Of course this leads to understanding what the basic laws of ecology are and what the law of life is.

Friday, June 19, 2009

The Machine

I've been reading Derrick Jensen's What We Leave Behind and Welcome to the Machine.

"Machinery is the new Messiah,"--Henry Ford

We live in a machine age. To maintain prosperity we must keep the machines working, for when machines are functioning men can labor and earn wages. The good citizen does not repair the old; he buys anew. The shoes that crack are to be thrown away. Don't patch them. When the car gets crotchety, haul it to the town's dump. Give to the ashman's oblivion the leaky pot, the broken umbrella, the clock that doesn't tick. To maintain prosperity we must keep those machines going."--Richardson Wright

Tuesday, June 16, 2009

Want

"You can never get enough of what you do not really want." - Huston Smith, scholar of religious studies

Thursday, June 04, 2009

Looking for Answers

Ever since I read Ishmael I've been looking for answers as to why the world is so messed up. Actually I have been wondering about this since I've been a child. It's funny, because when I read Ishmael I pretty much had the attitude that this is just the way things are, so deal with it and try to find some happiness in this life. Ishmael brought those important childhood questions back up to the surface again, and I'm happy for it.

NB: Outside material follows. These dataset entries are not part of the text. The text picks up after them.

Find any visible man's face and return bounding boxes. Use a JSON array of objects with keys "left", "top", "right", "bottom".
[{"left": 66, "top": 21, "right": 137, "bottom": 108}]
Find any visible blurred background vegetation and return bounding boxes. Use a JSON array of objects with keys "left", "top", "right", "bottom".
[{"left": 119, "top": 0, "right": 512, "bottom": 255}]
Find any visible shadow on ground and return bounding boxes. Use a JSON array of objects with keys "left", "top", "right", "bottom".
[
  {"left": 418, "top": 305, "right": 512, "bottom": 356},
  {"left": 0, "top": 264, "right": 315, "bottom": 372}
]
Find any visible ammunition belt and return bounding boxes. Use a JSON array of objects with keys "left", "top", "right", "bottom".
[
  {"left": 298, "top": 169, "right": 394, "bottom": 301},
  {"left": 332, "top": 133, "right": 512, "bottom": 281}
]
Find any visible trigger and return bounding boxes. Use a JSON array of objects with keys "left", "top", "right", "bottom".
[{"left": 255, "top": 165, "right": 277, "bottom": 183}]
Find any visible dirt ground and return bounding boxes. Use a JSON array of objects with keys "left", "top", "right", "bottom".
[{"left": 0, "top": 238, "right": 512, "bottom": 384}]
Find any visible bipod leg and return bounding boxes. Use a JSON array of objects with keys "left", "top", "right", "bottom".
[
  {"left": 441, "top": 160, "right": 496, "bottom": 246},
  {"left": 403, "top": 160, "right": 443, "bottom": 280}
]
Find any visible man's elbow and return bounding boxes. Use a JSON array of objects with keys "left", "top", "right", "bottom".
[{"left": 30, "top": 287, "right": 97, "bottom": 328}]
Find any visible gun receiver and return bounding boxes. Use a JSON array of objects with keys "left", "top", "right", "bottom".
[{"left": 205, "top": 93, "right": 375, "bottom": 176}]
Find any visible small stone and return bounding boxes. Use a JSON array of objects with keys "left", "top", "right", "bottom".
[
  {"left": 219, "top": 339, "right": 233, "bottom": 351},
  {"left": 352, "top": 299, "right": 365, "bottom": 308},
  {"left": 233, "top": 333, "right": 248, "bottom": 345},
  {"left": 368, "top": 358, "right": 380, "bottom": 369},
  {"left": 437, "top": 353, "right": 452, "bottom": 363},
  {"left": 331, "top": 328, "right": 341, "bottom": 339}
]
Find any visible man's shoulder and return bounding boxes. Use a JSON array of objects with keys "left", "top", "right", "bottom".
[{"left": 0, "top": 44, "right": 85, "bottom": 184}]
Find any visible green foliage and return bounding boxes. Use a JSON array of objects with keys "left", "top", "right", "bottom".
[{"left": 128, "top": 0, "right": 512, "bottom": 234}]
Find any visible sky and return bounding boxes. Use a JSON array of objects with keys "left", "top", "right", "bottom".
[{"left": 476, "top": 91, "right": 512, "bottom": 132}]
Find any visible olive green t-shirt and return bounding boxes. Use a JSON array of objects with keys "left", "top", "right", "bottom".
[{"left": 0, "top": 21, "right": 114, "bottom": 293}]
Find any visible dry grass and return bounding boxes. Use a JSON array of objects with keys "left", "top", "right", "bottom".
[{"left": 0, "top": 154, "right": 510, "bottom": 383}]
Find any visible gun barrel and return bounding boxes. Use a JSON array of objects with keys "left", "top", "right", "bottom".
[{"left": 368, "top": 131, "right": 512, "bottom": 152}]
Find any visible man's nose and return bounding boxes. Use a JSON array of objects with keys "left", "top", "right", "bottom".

One of the places I find myself looking for answers is Derrick Jensen's work. I can't tell you how many times I've found myself thumbing through his books looking for quotes. And this excerpt out of A Language Older Than Words has been on my mind lately. I said before I was going to write more on this blog, so I'm going to make myself do it, even if I am copying quotes.

Derrick asks: "Why is our behavior so predatory? What are the common factors among predatory cultures?"

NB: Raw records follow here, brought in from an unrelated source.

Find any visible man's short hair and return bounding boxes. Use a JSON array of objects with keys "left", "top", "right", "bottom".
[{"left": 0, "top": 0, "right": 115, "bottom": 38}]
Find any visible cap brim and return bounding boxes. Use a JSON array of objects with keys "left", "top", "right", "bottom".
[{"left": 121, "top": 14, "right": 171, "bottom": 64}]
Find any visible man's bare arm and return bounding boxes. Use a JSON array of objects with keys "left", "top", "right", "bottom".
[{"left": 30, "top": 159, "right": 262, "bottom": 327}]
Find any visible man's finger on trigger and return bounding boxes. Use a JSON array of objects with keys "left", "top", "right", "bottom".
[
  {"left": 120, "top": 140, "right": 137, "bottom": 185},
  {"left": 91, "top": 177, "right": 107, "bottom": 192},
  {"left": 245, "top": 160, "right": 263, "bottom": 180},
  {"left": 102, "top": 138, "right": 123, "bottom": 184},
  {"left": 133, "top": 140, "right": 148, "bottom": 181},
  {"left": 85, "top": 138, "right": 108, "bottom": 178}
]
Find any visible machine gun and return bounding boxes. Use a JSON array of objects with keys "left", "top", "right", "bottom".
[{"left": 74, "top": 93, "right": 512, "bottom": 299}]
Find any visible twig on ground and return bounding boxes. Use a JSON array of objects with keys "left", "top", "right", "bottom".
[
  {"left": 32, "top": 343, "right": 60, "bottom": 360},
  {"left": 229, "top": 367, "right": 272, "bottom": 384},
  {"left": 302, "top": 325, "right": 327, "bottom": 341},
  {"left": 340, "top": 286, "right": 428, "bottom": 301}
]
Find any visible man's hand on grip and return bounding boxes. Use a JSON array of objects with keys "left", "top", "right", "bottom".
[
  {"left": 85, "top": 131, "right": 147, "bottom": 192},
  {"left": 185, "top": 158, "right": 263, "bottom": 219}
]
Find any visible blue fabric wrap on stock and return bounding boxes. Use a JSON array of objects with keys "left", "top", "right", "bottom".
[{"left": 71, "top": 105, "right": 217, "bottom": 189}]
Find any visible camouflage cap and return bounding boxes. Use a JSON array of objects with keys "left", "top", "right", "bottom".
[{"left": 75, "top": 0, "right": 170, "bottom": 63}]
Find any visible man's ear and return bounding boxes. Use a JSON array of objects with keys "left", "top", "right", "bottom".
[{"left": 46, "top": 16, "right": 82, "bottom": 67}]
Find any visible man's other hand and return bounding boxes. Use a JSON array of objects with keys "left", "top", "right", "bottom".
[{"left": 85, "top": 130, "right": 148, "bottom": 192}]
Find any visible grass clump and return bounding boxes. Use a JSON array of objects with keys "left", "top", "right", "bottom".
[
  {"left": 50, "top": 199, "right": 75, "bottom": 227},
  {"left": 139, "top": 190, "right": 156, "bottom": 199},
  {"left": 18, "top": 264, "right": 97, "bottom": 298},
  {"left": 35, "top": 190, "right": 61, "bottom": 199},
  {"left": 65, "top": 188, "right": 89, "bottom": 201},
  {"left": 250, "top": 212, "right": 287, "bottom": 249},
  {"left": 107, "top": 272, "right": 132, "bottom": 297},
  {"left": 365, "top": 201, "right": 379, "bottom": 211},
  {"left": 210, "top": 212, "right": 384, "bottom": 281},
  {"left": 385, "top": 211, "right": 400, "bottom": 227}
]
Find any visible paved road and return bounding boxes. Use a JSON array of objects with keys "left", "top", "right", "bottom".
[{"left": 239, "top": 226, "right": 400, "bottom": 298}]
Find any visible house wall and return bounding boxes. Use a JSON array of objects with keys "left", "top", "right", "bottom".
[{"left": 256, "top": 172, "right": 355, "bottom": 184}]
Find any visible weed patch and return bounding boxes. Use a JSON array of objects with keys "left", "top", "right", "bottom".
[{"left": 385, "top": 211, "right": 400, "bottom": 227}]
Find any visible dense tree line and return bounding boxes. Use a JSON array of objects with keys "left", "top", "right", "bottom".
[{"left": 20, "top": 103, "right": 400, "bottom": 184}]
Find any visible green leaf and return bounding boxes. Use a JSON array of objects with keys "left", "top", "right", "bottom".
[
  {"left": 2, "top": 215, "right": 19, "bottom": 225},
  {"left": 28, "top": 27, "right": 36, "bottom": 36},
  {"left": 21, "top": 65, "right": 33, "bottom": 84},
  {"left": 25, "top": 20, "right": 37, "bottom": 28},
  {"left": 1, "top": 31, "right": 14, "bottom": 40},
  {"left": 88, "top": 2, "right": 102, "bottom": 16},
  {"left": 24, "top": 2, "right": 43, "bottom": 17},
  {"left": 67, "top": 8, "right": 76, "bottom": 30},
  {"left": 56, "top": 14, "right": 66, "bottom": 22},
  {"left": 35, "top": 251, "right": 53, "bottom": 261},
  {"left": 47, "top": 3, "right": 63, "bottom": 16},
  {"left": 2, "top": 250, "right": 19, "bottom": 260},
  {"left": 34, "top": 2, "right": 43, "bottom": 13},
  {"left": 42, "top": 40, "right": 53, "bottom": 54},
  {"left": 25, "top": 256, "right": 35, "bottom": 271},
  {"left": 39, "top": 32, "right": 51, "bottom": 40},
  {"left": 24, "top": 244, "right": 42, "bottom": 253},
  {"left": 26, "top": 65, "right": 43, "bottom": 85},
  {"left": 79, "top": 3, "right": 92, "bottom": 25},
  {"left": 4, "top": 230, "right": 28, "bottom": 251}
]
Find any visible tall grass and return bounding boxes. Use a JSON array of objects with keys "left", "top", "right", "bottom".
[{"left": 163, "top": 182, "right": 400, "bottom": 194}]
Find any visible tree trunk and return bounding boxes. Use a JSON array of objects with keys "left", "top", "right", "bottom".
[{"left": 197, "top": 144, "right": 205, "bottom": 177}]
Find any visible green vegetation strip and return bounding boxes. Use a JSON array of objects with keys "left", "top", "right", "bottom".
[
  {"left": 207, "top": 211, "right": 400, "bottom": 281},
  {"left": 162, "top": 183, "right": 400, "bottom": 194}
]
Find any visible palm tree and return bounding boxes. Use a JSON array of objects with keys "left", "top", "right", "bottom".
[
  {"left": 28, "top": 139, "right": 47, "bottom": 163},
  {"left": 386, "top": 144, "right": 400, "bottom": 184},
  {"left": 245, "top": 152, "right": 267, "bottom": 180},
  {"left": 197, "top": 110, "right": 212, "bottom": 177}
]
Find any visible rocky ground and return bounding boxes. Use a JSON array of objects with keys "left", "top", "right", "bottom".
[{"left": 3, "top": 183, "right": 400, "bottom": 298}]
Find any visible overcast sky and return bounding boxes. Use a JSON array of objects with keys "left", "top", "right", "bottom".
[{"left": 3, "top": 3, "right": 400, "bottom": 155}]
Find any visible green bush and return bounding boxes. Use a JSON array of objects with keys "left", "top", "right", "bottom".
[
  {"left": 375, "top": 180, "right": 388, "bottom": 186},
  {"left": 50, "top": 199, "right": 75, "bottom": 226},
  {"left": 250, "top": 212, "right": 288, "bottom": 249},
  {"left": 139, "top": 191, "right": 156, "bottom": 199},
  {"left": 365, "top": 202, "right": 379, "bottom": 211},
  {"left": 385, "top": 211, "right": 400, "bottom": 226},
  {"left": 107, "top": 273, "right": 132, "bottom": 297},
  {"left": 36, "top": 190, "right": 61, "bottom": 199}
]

"It's interesting," [Judith Hermann] responded. "The anthropologist Peggy Reeves Sunday looked at data from over a hundred cultures as to the prevalence of rape, and divided them into high or low-rape cultures. She found that high-rape cultures are highly militarized and sex-segregated. There is a lot of difference in status between men and women. The care of children is devalued and delegated to subordinate females. She also found that the creation myths of high-rape cultures recognize only a male deity rather than a female deity or a couple. When you think about it, that is rather bizarre. It would be an understandable mistake to think women make babies all by themselves, but it's preposterous to think men do that alone. So you've got to have a fairly elaborate and counterintuitive mythmaking machine in order to fabricate a creation myth that recognizes only a male deity."


The rest of the quote is what really interests me.

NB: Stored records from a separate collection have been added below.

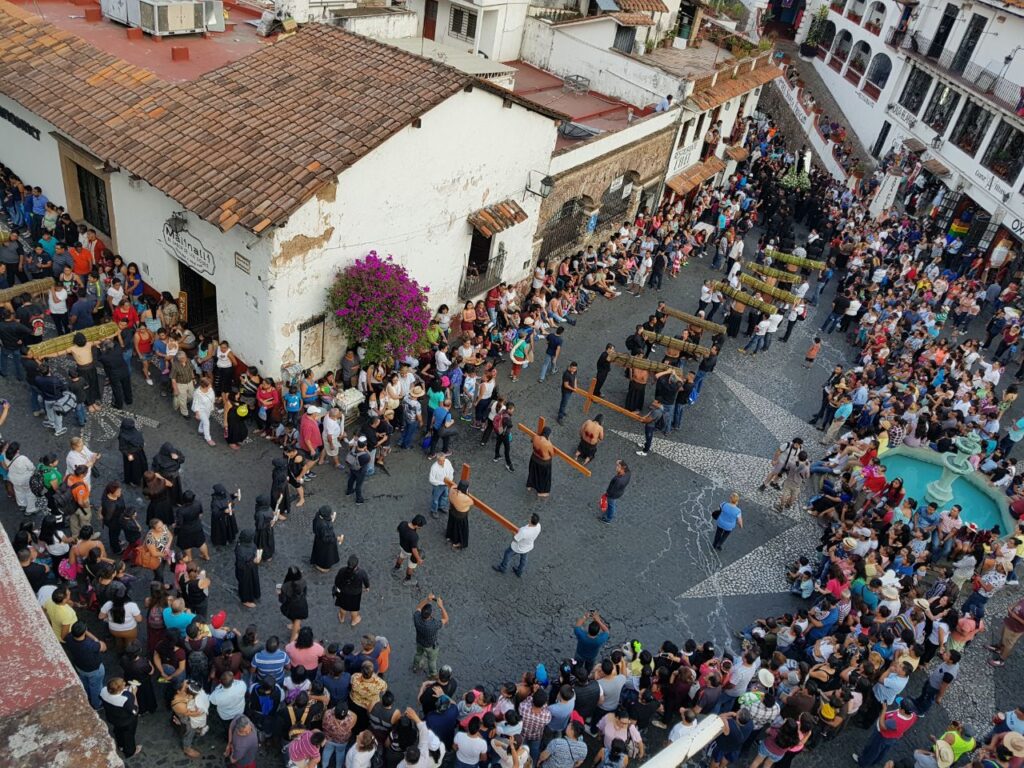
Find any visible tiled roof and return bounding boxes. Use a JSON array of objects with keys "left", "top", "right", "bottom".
[
  {"left": 921, "top": 158, "right": 949, "bottom": 176},
  {"left": 0, "top": 0, "right": 473, "bottom": 232},
  {"left": 725, "top": 144, "right": 750, "bottom": 163},
  {"left": 615, "top": 0, "right": 669, "bottom": 13},
  {"left": 608, "top": 13, "right": 654, "bottom": 27},
  {"left": 0, "top": 2, "right": 164, "bottom": 153},
  {"left": 665, "top": 156, "right": 725, "bottom": 195},
  {"left": 689, "top": 65, "right": 782, "bottom": 112},
  {"left": 469, "top": 200, "right": 528, "bottom": 238}
]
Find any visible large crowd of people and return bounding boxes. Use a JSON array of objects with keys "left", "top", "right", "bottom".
[{"left": 0, "top": 111, "right": 1024, "bottom": 768}]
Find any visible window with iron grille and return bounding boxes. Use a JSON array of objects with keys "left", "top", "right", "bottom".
[
  {"left": 981, "top": 120, "right": 1024, "bottom": 184},
  {"left": 899, "top": 67, "right": 932, "bottom": 115},
  {"left": 611, "top": 27, "right": 637, "bottom": 53},
  {"left": 75, "top": 163, "right": 111, "bottom": 238},
  {"left": 949, "top": 101, "right": 992, "bottom": 158},
  {"left": 449, "top": 5, "right": 476, "bottom": 43},
  {"left": 924, "top": 83, "right": 959, "bottom": 135}
]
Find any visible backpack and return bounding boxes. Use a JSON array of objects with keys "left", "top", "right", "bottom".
[
  {"left": 51, "top": 478, "right": 84, "bottom": 515},
  {"left": 185, "top": 650, "right": 210, "bottom": 683},
  {"left": 29, "top": 304, "right": 46, "bottom": 337},
  {"left": 29, "top": 465, "right": 46, "bottom": 497},
  {"left": 285, "top": 705, "right": 309, "bottom": 739},
  {"left": 53, "top": 390, "right": 78, "bottom": 416}
]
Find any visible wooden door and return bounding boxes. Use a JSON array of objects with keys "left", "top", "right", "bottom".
[{"left": 423, "top": 0, "right": 437, "bottom": 40}]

"There was another interesting finding, which is that high-rape cultures had recent experiences--meaning in the last few hundred years--of famine or migration. That is to say, they had not reached a stable adaptation to their ecological niche. Sadly enough, when you tally the risk factors, you realize you've pretty much described our culture." Pg. 350

This tells me that we all need to start paying attention to our relationships with nonhumans. That's if we want to stop the cycle of abuse in this culture.